A livello mondiale, infatti, il volume degli scambi commerciali si prospetta in crescita soltanto del 1.2% quest’anno, valore sostanzialmente più basso rispetto al 2.6% di crescita prevista lo scorso Aprile. La stessa WTO ha ridotto le sue previsioni di crescita per il 2020 al 2.7% (rispetto al 3.0% atteso in precedenza).

Negli USA, relativamente al settore civile, l’imposizione delle tariffe sugli aerei commerciali rischia di danneggiare seriamente le compagnie aeree americane, i milioni di impiegati nel settore nonché i viaggiatori, dal momento che, come afferma Delta Air Lines Inc, le aziende statunitensi hanno già commissionato acquisti oltreoceano. Similmente, nel settore agroalimentare, le tariffe andranno a danneggiare in prima linea gli importatori (che sdoganano le merci e pagano i dazi, anticipandoli finanziariamente) ed in seconda linea i consumatori finali che acquisteranno la merce ad un prezzo maggiorato. Ad esempio, nel caso delle tariffe doganali rivolte al Parmigiano Reggiano e Grana Padano, il consumatore americano potrebbe pagare ben oltre 45 dollari al chilo (dai precedenti 40 dollari al chilo). A tale analisi si aggiunge il Distilled Spirits Council, il quale dichiara che le tariffe sui prodotti alcolici (whisky, liquore, amari e vini) può impattare su quasi 3.4 miliardi di dollari nel valore delle importazioni.

In Italia, infine, la Coldiretti afferma che vittime di questa battaglia commerciale saranno le esportazioni agroalimentari Made in Italy per un valore di circa mezzo miliardo di euro; e se si guarda nello specifico alle categorie di prodotto che primeggiavano nelle esportazioni italiane verso gli Stati Uniti (formaggi duri e liquori), con i dazi al 25%, l’export degli stessi verso gli USA subirebbe una contrazione del 15%.

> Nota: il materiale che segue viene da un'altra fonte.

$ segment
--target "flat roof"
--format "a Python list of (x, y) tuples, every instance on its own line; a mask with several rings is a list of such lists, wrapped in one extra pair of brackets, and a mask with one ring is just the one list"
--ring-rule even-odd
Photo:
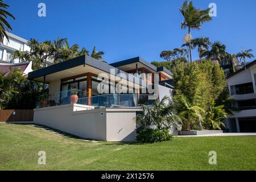
[(227, 79), (231, 78), (232, 77), (236, 75), (237, 74), (241, 73), (244, 71), (245, 71), (246, 69), (249, 68), (250, 67), (251, 67), (252, 66), (254, 65), (255, 64), (256, 64), (256, 60), (254, 60), (253, 61), (251, 61), (251, 63), (250, 63), (249, 64), (247, 64), (246, 65), (244, 66), (243, 67), (243, 68), (238, 70), (238, 71), (230, 75), (228, 77)]
[[(86, 67), (86, 65), (88, 65), (89, 67)], [(44, 76), (46, 76), (47, 75), (50, 75), (50, 76), (52, 76), (52, 75), (51, 74), (53, 74), (55, 73), (60, 72), (64, 71), (68, 71), (68, 69), (76, 69), (76, 68), (80, 68), (80, 69), (82, 69), (81, 67), (84, 67), (84, 71), (86, 71), (85, 73), (88, 72), (88, 71), (89, 68), (90, 68), (91, 69), (90, 71), (92, 71), (93, 69), (96, 68), (98, 71), (102, 71), (104, 72), (106, 72), (109, 74), (114, 73), (114, 72), (112, 73), (112, 72), (113, 72), (114, 71), (115, 76), (119, 73), (123, 73), (126, 76), (128, 81), (133, 82), (134, 82), (134, 81), (136, 81), (137, 82), (139, 82), (140, 85), (142, 85), (142, 84), (145, 84), (145, 81), (144, 80), (142, 80), (141, 78), (136, 77), (133, 76), (131, 77), (131, 76), (129, 73), (121, 69), (113, 67), (108, 63), (92, 58), (87, 55), (83, 55), (77, 57), (67, 61), (53, 64), (46, 68), (41, 68), (32, 72), (30, 72), (28, 73), (28, 79), (31, 80), (36, 80), (36, 79), (36, 79), (38, 80), (36, 81), (38, 81), (39, 78), (41, 78), (42, 77), (44, 77)], [(111, 71), (112, 71), (112, 72), (111, 72)], [(65, 73), (65, 75), (68, 75), (68, 73), (67, 72), (65, 73)], [(68, 77), (68, 76), (67, 76), (66, 77)], [(47, 81), (46, 81), (46, 82), (48, 83)]]
[(150, 68), (151, 69), (154, 70), (156, 72), (164, 72), (170, 76), (172, 76), (172, 75), (173, 75), (172, 73), (170, 71), (169, 71), (168, 69), (167, 69), (166, 68), (165, 68), (164, 67), (156, 68), (154, 65), (147, 62), (147, 61), (146, 61), (144, 59), (143, 59), (143, 58), (142, 58), (141, 57), (134, 57), (134, 58), (131, 58), (131, 59), (126, 59), (125, 60), (110, 64), (110, 65), (114, 67), (118, 68), (118, 67), (122, 67), (123, 65), (133, 64), (133, 63), (140, 63), (143, 64), (144, 65), (145, 65), (146, 67)]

È chiaro che il mercato americano nel medio termine si assesterà e potrebbe essere la filiera (produttore, importatore, distributore, agente, dettagliante finale) a farsi carico proporzionalmente degli incrementi dovuti ai dazi evitando che a rimetterci sia solo il consumatore finale e che l’Italian Sounding continui a trovare protezione e terreno fertile a discapito del vero Made in Italy.